Nadya presents her Caché dress (a dress with embedded piezo transducers) and explains how the dress works. Caché consists of a website and a dress. On the Caché website visitors can click on pictures of a number of body parts; a knee, an arm or a shoulder. By clicking on one of the body parts a Bluetooth signal is send to the area of the dress that covers that certain body part and then produces a clicking sound. Nadya knows exactly when somebody is checking out her website and her photographs.
More about this dress and an interview with Nadya can be read here.
On the dress, the piezo transducers are connected to each other by laser cut Stretchy Conductive Fabric Traces. The way this dress is made is also the basic set-up of the workshops.

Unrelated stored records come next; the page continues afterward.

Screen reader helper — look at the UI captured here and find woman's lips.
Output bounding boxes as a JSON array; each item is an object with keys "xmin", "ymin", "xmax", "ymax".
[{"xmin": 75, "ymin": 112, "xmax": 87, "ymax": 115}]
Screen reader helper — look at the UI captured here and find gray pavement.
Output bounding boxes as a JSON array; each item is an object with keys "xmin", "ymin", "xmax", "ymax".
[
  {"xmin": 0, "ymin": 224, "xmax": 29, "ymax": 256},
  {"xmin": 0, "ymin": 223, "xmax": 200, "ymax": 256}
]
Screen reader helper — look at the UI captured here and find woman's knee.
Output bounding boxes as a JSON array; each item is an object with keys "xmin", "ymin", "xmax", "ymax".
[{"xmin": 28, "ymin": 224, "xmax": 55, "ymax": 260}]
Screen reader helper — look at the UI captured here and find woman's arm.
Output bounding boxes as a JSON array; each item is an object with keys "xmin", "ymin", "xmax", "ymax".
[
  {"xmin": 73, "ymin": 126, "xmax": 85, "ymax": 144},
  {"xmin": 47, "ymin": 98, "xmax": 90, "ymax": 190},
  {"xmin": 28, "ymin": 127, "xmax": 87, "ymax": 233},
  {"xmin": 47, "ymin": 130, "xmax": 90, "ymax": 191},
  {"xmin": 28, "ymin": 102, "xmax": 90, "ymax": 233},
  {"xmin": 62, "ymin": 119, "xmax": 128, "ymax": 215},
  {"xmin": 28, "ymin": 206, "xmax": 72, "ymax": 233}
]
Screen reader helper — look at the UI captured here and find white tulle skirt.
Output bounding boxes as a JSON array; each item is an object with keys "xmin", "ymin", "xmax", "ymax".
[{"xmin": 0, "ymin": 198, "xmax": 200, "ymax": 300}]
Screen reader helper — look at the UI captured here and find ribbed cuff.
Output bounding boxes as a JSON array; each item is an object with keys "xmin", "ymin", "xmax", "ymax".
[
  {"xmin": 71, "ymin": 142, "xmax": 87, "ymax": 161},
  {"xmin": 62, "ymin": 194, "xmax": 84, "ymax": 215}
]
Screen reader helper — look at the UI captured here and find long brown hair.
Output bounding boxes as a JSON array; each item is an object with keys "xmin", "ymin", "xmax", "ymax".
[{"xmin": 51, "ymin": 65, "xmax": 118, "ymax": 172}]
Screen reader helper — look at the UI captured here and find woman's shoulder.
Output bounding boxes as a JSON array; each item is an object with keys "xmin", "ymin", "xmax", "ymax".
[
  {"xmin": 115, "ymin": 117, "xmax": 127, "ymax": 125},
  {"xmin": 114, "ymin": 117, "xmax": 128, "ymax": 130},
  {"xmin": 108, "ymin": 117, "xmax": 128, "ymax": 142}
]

First people solder the little SMD board, to this board they connect and solder a battery pack for AAA batteries, and the sensor they are going to use. A lot more little steps have to be taken.
After the soldering of the board (pre-programmed by Nadya) and attaching the battery pack, people receive the parts they want to use. In this case I'm at the Light workshop so people receive the LED's. They can pick a color. Then there is some explanation about the basic workings of electronic circuits and in this case of course, the LED chip: diodes, cathodes and anodes.
Everybody needs to cut 4 small pieces of conductive fabric (or 8 patches if you are going to use multiple color LED's).
The components have to be soldered on the fabric and that's a little tricky and this is what makes this workshop a bit more difficult than the sound clothing workshop we had on Saturday and Monday.
You have to make sure your patch (which is in some cases shaped as a heart or star) cannot be directly connected to the LED. So this means there has to be a little space (1.5 mm between the patches and the metal parts of the LED to make sure the electric current can run through the area properly). Basically the LED ends up on the intersection of the fabric patches.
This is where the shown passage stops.